You may submit partial claims for employees who are temporarily laid off due to a lack of work. To the best of your knowledge, do NOT submit claims for employees who:

* will be paid for the temporary layoff period, e.g., paid salary, paid sick leave, paid vacation or paid family leave.

* are/were on scheduled leave prior to the layoff period, e.g., a leave of absence or medical leave.

* employed by a temporary agency and are currently working at your place of business.

* were employed in another state in the last 18 months. (Employees should be directed to Apply for Reemployment Assistance Benefits online)

* were employed with the federal government or on active military service in the last 18 months. (Employees should be directed to Apply for Reemployment Assistance Benefits online)

When You File:

* Accurately report each employee's information in accordance with emergency rule 73BER20-1. Each employee's name, social security number (SSN), and date of birth must match the Social Security Administration's records.

Advise Your Employees:

* They have two options of receiving their benefits: direct deposit or prepaid debit card.

* Employees choosing direct deposit must enter their direct deposit information into CONNECT.

* They can elect to have taxes withheld by the Department.

* Reemployment Assistance benefits are paid on a biweekly basis.

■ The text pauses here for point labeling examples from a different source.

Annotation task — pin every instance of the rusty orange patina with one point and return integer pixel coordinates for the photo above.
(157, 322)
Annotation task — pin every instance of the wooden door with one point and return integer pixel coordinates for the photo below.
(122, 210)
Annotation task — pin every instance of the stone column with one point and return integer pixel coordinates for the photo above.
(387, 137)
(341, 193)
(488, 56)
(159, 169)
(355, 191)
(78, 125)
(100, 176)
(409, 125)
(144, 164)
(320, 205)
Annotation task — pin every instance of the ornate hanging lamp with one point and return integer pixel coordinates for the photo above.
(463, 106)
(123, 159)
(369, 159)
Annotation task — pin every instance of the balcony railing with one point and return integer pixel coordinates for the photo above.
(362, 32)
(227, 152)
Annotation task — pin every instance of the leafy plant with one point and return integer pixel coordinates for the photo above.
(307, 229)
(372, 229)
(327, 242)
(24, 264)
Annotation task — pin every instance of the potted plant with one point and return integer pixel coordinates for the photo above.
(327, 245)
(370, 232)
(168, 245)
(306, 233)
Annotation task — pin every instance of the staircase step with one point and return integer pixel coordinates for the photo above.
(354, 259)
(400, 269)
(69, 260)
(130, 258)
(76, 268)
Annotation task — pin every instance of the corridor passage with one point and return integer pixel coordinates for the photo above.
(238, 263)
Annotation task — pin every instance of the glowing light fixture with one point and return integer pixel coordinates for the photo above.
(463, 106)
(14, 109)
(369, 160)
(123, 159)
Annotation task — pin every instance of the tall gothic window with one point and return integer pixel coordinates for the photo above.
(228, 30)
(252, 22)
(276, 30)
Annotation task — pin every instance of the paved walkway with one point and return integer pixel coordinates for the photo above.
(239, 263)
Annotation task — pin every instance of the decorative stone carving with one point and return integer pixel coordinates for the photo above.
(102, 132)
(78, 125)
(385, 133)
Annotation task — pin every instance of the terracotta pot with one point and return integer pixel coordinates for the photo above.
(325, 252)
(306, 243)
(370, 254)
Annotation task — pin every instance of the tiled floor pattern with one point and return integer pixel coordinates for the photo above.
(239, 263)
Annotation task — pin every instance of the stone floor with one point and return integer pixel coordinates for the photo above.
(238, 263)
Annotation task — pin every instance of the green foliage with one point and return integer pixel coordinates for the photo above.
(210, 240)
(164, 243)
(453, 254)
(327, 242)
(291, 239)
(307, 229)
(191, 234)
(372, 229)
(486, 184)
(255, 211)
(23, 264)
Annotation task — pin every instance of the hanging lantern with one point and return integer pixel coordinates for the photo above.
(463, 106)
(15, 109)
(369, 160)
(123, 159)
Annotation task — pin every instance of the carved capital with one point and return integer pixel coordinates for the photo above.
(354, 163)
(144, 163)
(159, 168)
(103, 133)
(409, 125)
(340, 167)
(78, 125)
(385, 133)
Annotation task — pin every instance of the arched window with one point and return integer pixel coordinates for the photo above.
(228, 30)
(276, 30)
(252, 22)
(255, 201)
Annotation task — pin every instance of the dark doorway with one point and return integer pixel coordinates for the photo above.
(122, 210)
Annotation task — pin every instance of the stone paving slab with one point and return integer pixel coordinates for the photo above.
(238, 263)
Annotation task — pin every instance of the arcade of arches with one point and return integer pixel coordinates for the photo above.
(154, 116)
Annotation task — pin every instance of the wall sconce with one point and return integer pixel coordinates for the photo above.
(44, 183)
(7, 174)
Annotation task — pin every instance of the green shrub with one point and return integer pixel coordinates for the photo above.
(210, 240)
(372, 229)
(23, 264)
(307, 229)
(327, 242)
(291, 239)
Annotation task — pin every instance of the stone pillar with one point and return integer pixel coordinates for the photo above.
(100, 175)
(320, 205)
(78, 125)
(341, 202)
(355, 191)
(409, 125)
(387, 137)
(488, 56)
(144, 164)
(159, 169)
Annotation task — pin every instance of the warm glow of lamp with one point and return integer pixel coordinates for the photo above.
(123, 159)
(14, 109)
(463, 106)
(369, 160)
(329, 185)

* There must be seven days between payment week ending dates.

* Report any vacation pay, holiday pay, and/or earnings during the week in which it was earned, NOT during the week it was paid to the employee.

* Report any additional income employees are receiving to the Department, except Social Security benefits, jury duty income, and pay for weekend military reserve duty.

* Reemployment Assistance benefits will stop when the employment resumes.

Employer Requirements:

* I am an employer in the State of Florida.

* I am filing this claim on behalf of multiple employees.

* I understand this process was put in place by the Department as a temporary process in response to COVID-19, and this process will only last until the state resumes normal procedures for filing unemployment claims, but not more than 90 days from the effective date of emergency rule 73BER20-1.

* I understand that if I have any questions about eligibility, payments, or the unemployment program, I can go to floridajobs.org.

Employer Attestation for Filing Reemployment Assistance Certifications for Employees

I hereby certify that the individuals submitted for Reemployment Assistance benefits this week are employees of the employer who are not currently working for the employer.

I understand that the law provides penalties for submitting false claims. I further understand that under the Rules of the Department, any employer found to be abusing the purpose and intent of the Employer Assisted Claim mechanism will be prohibited from using this mechanism from the time of discovery of the violation.

Employer Account Number: ______________________________________________________________________

Employer First and Last Name: ____________________________________________________________________

Employer E-mail Address: ________________________________________________________________________

Signature: _____________________________________________________ Date: __________________________

Fla. Admin. Code Ann. R. 73BER20-1

Rulemaking Authority 443.091 FS. Laws Implemented 443.036, 443.091, 443.101, 443.111, FS.

Adopted by Florida Register Volume 46, Number 083, April 28, 2020 effective 4/20/2020.